Da oggi, 18 novembre, è possibile richiedere il contributo a fondo perduto previsto dal Dl n. 104/2020 per gli esercenti dei centri storici dei grandi centri urbani colpiti dal calo dei turisti stranieri causato dell’emergenza Covid 19.

Il provvedimento ha infatti approvato il modello di domanda che i contribuenti potranno inviare fino al 14 gennaio 2021 tramite i servizi telematici delle Entrate. In seguito alla presa in carico della richiesta, l’Agenzia comunicherà l’approvazione o il diniego del contributo in relazione ai requisiti previsti dalla norma: in caso positivo la somma di denaro sarà erogata direttamente sul conto corrente del beneficiario riportato nell’istanza. Il bonus, istituito per sostenere le imprese delle città turistiche capoluogo di provincia o di città metropolitana (quindi anche Bari) colpite dal calo dei turisti causato dalla crisi sanitaria del coronavirus, potrà essere richiesto solo tramite un servizio web disponibile nel portale “Fatture e Corrispettivi” del sito dell’Agenzia delle Entrate. L’importo è calcolato applicando una percentuale alla differenza tra l’ammontare del fatturato e dei corrispettivi del mese di giugno 2020 e quello del giugno 2019.
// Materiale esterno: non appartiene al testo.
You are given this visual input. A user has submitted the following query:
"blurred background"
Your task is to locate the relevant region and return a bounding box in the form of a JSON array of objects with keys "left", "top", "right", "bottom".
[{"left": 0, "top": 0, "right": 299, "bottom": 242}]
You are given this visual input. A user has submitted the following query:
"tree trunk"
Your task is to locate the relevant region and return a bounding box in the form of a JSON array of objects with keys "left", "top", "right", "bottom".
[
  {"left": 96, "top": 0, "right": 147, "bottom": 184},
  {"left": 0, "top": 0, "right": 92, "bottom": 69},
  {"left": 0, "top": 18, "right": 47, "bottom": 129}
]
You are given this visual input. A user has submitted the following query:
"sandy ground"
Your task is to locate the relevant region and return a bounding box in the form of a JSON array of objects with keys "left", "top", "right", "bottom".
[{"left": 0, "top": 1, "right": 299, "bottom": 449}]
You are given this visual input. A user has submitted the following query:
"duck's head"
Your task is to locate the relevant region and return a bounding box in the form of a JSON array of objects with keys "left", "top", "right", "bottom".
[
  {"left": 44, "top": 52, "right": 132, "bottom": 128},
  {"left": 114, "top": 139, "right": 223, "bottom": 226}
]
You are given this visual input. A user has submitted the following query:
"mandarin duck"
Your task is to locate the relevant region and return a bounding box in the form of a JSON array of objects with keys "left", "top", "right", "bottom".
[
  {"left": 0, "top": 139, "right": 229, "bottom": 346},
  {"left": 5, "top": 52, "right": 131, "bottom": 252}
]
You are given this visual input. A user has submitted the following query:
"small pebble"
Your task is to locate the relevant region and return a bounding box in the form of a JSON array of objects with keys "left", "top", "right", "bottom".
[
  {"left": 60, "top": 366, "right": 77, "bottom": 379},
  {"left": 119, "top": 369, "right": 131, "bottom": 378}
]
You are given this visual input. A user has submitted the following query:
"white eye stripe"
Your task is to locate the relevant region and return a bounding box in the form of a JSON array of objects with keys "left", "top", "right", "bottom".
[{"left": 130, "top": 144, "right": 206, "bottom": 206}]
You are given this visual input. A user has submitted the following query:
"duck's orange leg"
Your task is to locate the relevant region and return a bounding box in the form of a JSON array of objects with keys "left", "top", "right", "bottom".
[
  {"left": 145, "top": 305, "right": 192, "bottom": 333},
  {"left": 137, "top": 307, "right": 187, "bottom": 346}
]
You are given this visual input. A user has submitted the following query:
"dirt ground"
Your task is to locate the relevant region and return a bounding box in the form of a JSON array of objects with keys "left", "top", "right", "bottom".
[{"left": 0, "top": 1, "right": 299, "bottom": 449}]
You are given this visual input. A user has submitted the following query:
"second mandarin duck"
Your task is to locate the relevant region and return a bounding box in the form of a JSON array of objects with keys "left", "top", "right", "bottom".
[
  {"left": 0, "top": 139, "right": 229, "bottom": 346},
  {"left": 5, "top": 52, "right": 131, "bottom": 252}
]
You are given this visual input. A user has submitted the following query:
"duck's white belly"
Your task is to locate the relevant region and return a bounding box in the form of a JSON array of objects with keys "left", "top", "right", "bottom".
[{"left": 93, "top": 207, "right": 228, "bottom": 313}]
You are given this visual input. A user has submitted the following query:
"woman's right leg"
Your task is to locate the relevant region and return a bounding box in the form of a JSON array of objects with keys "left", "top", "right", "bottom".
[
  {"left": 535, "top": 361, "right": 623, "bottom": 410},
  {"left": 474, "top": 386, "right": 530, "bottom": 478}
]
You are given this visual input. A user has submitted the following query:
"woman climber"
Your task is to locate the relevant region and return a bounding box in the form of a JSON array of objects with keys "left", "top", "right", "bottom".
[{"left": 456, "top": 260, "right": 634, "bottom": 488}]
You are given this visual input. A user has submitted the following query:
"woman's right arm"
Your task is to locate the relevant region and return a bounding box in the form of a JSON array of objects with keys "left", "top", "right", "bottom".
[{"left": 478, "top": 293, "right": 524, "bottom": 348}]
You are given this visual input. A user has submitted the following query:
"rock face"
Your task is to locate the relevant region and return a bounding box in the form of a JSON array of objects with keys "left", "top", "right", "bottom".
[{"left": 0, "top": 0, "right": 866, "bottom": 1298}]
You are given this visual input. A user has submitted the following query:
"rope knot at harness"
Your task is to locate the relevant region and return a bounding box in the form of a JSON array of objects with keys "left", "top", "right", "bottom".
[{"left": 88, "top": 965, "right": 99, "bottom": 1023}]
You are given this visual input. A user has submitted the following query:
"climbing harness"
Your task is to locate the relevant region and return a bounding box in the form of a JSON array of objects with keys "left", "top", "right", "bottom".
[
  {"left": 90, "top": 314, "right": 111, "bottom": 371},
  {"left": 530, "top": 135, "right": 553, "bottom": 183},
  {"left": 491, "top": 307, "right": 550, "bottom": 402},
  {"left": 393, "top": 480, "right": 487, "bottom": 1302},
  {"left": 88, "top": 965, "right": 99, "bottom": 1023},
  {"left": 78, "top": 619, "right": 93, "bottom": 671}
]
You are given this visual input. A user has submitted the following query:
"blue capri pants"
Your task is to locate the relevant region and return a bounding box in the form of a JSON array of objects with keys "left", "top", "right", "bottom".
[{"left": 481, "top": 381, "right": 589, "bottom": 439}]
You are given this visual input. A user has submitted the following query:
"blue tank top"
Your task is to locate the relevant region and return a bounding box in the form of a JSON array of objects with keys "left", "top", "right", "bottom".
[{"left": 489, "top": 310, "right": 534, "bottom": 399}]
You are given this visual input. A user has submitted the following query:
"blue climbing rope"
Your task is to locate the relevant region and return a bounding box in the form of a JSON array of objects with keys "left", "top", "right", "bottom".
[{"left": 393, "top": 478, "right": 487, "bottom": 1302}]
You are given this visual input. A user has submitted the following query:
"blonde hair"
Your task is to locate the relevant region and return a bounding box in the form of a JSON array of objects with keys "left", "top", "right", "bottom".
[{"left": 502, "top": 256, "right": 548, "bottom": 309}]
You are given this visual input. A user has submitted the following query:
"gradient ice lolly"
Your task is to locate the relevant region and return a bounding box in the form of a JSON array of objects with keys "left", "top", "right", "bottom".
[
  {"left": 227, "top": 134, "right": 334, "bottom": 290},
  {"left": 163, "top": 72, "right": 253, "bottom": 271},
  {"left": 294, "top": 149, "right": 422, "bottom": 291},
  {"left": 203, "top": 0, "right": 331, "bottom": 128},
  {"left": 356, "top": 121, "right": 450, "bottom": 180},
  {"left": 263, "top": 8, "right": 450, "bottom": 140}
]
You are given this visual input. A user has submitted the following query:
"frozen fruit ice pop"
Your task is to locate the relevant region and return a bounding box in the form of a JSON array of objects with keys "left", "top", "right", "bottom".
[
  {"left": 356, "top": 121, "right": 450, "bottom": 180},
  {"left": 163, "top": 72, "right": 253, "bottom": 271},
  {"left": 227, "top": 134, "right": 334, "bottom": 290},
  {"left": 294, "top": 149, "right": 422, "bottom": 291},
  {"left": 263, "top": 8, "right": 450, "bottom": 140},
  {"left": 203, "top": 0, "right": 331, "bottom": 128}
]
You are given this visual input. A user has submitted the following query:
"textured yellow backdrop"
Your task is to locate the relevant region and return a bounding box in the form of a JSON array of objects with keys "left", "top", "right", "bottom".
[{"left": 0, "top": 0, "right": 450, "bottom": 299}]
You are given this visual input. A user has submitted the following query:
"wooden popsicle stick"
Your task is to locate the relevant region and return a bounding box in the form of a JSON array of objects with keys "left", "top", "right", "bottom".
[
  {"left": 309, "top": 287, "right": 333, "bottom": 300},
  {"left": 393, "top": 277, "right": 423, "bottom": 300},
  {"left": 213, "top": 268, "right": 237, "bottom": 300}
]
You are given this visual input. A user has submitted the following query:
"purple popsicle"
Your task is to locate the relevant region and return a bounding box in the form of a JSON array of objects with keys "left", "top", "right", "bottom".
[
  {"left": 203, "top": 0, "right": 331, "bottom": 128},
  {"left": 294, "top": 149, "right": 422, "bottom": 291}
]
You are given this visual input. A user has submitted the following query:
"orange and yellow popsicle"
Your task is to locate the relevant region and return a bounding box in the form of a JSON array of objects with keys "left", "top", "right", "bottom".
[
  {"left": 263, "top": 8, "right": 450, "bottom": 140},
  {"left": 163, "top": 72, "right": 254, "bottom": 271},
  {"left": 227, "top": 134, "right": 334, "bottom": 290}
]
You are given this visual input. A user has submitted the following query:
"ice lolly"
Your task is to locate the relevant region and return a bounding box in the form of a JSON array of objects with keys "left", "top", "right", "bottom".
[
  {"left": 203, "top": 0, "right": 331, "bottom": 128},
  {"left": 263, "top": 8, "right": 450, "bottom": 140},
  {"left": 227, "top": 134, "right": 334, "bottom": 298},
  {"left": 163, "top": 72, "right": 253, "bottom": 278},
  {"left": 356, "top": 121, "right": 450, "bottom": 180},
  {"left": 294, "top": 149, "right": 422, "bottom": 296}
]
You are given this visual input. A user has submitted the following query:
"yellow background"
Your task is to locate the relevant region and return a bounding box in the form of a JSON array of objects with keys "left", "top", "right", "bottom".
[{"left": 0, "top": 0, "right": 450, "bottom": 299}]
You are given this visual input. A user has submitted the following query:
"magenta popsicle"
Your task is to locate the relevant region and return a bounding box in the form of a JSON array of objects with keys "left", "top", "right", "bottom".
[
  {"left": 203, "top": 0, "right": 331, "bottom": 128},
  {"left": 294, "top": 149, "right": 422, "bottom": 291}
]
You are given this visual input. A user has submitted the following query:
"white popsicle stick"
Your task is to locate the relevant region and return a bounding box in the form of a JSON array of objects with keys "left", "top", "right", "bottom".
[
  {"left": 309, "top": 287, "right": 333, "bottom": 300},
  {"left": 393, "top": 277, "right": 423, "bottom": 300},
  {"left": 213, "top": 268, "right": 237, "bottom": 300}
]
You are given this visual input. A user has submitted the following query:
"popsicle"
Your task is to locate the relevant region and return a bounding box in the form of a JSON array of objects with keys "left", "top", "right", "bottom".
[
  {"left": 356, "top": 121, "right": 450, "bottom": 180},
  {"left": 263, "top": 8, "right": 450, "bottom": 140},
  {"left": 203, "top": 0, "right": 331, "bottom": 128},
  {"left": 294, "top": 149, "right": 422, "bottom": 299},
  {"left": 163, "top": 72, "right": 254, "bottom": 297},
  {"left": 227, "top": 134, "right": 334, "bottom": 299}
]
L’articolo 59 del Dl n. 104/2020, poi, ha previsto l’erogazione di un contributo a fondo perduto ai soggetti esercenti attività di vendita di beni o servizi al pubblico, svolte nei centri storici (zone A o equivalenti) dei comuni capoluogo di provincia o di città metropolitana ad alta presenza di turisti stranieri. Si tratta dei 29 comuni indicati nelle istruzioni allegate al modello per la compilazione dell’istanza. Come previsto dal decreto, questi comuni hanno infatti registrato prima dell’emergenza sanitaria presenze turistiche di cittadini residenti in paesi esteri in numero almeno tre volte superiore a quello dei residenti negli stessi comuni (per i capoluoghi di provincia), in numero pari o superiore a quello dei residenti negli stessi comuni (per i capoluoghi di città metropolitana). Nel caso suddetto dei ristoratori, ad esempio, sarà possibile usufruire del bonus solo nel caso in cui non sia stato richiesto quello per la specifica categoria in precedenza.